The illiteracy that plagues Nevada’s public schools is directly related to low high school graduation rates. If children don’t learn to read, they can’t read to learn. The more they fall behind, the more likely they are to drop out.
Last week’s Nevada Literacy Summit, held at UNLV, featured brutally honest discussions about the state’s dismal reading achievement — as reported by the Review-Journal’s Trevon Milliard, federal assessments show only 27 percent of fourth-graders and 30 percent of eighth-graders are proficient in reading — and a consensus on what it will take to turn it around: halting social promotion in the third grade.
Children are doomed to failure when, lacking basic proficiencies, they’re nonetheless advanced to higher and higher grades. More demanding coursework becomes more frustrating. Worse, students receive passing grades despite their poor performance, giving them and their parents the false belief that they’re prepared for more rigorous material. Identifying students who struggle to read, providing them with focused instruction and denying those who don’t improve advancement to the fourth grade is a no-brainer.
It’s too bad Nevada didn’t adopt “Read by Three” (for grade three) three years ago, or last year, when it had the chance. Gov. Brian Sandoval first pitched the plan in 2011, based on its success in Florida, but his proposal went nowhere. The plan returned in 2013 as Assembly Bill 161, but the relatively low projected cost of implementation ended up killing the bill. Nevada would be much farther along in boosting literacy if the plan were already in place.
Better late than never. On Thursday, Gov. Sandoval told the Review-Journal he would again push for “Read by Three” during the 2015 Legislature. Good. The literacy summit, sponsored by the education advocacy group Nevada Succeeds, should help build support for the end of social promotion in this state. Developing that support prior to the start of next year’s legislative session is important because lawmakers will have many details to sort out.
Ending social promotion would radically change K-3 classrooms across the state. Reading assessments in early grades suddenly would have much higher stakes. At the first sign a student is losing ground in reading comprehension, parents must be notified that their child is at risk of being held back, then reminded of the importance of reading at home. Specialists must be available to support the nonproficient.
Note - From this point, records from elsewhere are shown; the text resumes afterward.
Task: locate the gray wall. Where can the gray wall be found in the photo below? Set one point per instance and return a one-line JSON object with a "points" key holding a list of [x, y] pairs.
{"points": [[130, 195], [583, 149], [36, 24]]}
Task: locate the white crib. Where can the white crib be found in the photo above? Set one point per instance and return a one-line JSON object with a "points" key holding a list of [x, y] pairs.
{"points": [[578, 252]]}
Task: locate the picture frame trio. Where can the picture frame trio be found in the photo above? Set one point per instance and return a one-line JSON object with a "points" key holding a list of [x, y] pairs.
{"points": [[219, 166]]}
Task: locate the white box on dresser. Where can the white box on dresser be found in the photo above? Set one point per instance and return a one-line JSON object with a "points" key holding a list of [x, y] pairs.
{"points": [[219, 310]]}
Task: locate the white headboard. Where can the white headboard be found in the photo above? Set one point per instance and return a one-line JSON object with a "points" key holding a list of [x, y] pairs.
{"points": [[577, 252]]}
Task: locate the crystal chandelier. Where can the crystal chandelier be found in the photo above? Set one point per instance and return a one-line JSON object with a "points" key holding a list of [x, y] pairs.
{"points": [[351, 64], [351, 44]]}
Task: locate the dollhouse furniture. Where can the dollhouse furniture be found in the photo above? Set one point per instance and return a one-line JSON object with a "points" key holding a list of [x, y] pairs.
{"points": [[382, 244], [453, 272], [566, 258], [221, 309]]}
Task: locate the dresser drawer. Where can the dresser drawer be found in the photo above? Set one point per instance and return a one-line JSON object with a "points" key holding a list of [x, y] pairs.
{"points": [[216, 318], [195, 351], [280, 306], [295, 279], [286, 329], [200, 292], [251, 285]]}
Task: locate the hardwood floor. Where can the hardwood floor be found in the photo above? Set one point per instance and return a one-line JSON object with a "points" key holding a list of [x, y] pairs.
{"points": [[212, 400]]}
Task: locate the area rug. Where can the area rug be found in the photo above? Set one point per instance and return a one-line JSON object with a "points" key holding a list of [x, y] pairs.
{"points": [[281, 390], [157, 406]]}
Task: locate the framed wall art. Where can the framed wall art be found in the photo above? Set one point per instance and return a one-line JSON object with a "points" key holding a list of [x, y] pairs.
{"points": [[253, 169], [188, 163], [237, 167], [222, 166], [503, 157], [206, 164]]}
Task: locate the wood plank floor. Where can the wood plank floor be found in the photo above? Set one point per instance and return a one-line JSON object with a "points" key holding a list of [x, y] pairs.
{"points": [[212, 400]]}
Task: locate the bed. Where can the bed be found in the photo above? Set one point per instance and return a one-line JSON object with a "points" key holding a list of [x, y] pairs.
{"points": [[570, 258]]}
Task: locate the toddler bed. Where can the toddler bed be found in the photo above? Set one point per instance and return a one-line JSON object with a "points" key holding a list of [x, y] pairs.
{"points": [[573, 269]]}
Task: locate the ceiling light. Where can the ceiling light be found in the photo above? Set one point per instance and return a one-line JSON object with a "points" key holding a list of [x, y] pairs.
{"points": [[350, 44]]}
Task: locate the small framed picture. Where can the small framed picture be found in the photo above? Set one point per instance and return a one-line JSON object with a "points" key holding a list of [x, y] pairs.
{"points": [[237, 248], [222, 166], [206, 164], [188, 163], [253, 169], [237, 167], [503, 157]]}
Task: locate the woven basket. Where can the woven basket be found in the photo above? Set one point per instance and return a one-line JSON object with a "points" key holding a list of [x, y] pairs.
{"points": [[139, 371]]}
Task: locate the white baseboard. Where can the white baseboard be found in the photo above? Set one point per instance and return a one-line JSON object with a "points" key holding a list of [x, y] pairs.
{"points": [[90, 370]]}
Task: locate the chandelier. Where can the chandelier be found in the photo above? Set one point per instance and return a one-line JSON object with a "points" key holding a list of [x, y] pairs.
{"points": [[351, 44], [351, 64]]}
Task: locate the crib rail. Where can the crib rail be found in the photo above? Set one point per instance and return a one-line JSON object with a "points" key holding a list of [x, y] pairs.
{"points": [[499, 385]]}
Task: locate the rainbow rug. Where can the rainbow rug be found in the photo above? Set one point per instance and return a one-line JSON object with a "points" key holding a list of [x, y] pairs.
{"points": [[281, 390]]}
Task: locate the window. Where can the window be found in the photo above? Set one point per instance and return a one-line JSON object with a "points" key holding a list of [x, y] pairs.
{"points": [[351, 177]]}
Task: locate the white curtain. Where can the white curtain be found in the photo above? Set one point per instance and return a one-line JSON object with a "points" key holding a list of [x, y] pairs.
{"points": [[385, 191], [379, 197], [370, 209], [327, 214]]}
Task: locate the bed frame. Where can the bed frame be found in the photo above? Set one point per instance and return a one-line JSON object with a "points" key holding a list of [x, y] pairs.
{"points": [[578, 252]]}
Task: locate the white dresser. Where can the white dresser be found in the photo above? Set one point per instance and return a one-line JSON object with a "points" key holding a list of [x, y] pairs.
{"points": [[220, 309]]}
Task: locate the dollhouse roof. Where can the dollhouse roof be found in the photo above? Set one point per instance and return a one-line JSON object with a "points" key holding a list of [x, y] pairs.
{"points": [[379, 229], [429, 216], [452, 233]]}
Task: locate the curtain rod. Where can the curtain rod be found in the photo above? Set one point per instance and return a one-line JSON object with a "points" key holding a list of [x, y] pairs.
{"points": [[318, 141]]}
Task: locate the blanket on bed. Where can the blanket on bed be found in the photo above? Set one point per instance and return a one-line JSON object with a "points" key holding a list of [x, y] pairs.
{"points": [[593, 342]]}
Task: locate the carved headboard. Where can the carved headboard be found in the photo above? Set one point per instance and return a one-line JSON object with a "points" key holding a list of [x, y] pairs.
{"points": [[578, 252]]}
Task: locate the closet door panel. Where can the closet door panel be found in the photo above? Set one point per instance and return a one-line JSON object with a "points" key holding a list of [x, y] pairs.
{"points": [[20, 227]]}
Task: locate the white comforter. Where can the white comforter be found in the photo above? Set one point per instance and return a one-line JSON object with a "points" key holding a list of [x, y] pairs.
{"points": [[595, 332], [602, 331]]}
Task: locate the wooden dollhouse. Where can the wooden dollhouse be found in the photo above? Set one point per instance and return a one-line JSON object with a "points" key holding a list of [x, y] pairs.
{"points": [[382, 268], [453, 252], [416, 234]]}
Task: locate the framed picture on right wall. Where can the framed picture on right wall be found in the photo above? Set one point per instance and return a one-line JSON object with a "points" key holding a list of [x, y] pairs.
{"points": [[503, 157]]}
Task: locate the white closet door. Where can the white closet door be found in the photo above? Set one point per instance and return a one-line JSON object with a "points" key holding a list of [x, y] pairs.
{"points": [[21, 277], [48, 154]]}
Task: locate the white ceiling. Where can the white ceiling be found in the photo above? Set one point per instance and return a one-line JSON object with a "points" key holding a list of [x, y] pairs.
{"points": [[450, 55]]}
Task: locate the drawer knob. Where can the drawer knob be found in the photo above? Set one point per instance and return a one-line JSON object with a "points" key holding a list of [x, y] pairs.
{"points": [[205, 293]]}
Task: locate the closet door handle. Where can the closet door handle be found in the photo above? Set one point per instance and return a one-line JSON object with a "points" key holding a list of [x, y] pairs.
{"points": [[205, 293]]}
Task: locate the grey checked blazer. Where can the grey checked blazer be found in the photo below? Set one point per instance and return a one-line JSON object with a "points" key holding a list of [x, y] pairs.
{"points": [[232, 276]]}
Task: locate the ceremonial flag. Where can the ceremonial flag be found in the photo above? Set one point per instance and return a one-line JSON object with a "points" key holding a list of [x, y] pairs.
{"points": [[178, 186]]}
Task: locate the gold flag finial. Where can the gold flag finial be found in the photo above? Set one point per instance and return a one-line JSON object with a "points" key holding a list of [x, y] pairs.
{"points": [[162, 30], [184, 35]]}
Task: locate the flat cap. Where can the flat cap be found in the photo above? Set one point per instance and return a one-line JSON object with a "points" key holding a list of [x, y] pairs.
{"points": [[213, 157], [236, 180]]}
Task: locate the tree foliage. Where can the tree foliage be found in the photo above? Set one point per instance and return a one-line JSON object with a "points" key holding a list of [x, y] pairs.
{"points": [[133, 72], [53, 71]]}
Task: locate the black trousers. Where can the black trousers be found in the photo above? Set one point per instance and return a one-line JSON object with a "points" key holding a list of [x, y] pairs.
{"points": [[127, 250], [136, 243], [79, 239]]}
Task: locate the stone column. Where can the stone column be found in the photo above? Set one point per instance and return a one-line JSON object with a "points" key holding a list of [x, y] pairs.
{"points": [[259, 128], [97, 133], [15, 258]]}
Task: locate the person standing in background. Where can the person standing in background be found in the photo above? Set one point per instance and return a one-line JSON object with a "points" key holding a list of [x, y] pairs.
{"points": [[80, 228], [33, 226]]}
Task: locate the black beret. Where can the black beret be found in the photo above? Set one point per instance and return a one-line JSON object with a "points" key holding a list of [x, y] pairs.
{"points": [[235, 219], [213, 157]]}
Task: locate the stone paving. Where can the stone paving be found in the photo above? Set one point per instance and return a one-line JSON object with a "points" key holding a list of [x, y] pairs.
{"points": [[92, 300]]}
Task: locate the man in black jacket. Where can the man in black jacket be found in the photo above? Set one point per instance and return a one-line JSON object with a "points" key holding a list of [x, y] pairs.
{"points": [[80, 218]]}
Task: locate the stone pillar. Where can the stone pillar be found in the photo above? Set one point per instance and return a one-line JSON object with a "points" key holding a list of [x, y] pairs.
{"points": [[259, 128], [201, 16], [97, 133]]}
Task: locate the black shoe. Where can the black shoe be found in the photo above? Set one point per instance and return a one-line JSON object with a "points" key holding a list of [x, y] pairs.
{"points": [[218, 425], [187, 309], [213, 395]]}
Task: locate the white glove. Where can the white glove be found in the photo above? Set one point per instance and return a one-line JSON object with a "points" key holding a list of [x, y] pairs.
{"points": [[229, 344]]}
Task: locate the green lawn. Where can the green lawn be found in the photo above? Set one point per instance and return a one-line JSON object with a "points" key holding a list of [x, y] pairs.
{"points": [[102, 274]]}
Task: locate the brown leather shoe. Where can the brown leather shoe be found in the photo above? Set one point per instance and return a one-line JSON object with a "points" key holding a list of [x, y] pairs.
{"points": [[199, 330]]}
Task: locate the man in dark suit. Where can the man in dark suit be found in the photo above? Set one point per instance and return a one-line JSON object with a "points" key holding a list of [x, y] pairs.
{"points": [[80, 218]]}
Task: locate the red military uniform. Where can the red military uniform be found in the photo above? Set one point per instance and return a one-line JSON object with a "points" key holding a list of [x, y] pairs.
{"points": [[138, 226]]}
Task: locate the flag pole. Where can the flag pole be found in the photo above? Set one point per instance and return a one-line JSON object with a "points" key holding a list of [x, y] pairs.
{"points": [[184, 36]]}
Just as important as assessments and instruction, however, will be the third-grade reading proficiency test that decides whether children advance to fourth grade. If the state somehow settles on a passing score with a bar below third-grade proficiency, the system will fail Nevada’s children yet again. And if the state creates exemptions and loopholes that allow the nonproficient to advance despite failing the test, it will defeat the purpose of the standard.
Such rigid accountability scares various constituencies. No doubt, once “Read by Three” is in place, a lot of third-graders will fail to advance despite interventions. But to advance the unprepared is to fail them. Ending that practice is far better — and far more honest — than the dismal status quo.